で、ネットの評判など何も調べることなく読んで、不思議な気持ちになった。
もとから幻想耽美人工的な短歌のほうが好きなので本来の好みとはいえないが、それでも読み続けてしまった。
「ベランダで沈む太陽観ていたら急に切なくなってしまった」
とか、自分も体験したことがある、と思ったのだが、よく考えてみたら、そんな経験ないかもしれない。
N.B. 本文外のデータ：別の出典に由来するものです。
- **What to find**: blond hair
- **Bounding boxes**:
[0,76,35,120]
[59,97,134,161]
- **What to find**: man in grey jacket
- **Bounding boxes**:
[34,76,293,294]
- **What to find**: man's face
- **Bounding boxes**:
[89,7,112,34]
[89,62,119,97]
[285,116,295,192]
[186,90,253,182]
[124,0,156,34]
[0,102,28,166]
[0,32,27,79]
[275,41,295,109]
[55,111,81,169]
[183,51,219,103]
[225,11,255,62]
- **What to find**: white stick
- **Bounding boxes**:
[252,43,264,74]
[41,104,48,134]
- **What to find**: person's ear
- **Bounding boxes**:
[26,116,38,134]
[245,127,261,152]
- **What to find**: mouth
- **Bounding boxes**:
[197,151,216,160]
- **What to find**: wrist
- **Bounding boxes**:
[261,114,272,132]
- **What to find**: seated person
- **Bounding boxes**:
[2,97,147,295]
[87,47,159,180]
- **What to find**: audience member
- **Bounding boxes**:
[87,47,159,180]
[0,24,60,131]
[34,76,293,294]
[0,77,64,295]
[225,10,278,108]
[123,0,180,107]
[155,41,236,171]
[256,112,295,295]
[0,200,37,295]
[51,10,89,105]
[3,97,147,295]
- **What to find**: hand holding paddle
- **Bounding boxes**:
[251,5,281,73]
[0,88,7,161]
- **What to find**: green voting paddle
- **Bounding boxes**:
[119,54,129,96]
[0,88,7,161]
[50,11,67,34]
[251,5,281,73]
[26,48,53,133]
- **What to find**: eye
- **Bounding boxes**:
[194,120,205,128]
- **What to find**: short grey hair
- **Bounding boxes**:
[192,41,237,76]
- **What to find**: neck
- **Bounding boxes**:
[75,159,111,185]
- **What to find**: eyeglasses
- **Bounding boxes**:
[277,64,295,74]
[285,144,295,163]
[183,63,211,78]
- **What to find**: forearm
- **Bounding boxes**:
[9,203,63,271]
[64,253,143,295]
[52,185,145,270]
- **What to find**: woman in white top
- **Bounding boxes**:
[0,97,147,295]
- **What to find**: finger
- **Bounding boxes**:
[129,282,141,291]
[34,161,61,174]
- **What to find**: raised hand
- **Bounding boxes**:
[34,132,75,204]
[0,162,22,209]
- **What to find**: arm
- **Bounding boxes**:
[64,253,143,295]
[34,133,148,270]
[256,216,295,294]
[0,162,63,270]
なのにこの歌を読んだことで、記憶が上書きされたかのような気がする。
彼は僕に似ている。
いや、僕が勝手に彼に似ているような気がしているだけなのだ。
同じ国で似た年齢だから似た経験をしていてもおかしくはない。
しかし当たり前だが彼は僕と別の町で、「集中を持続した」人だ。
実際この人だって
「ひとの数だけ歌がある不思議かな たった三十一文字なのに」
と歌っているくらいだし。
だからいまこんなに響いても、一か月後には忘れている。
というか自分の生活にいまの気持ちは埋没していってしまう。
それも判っている。
穂村弘が「近代短歌の、私の生の一回性」みたいなこと、あるいは「現代短歌の棒立ちの歌」のようなことを言っていたし、それがおそらく歌人に読み手が仮託して読むことの不思議さ、交換可能性を思ってしまうことと、つながっているんじゃないか。
……よくわからないことを書いてしまった。
その後ネットで、凄いブームになった作品集だということを知りそうになって、慌てて調べるのをやめた。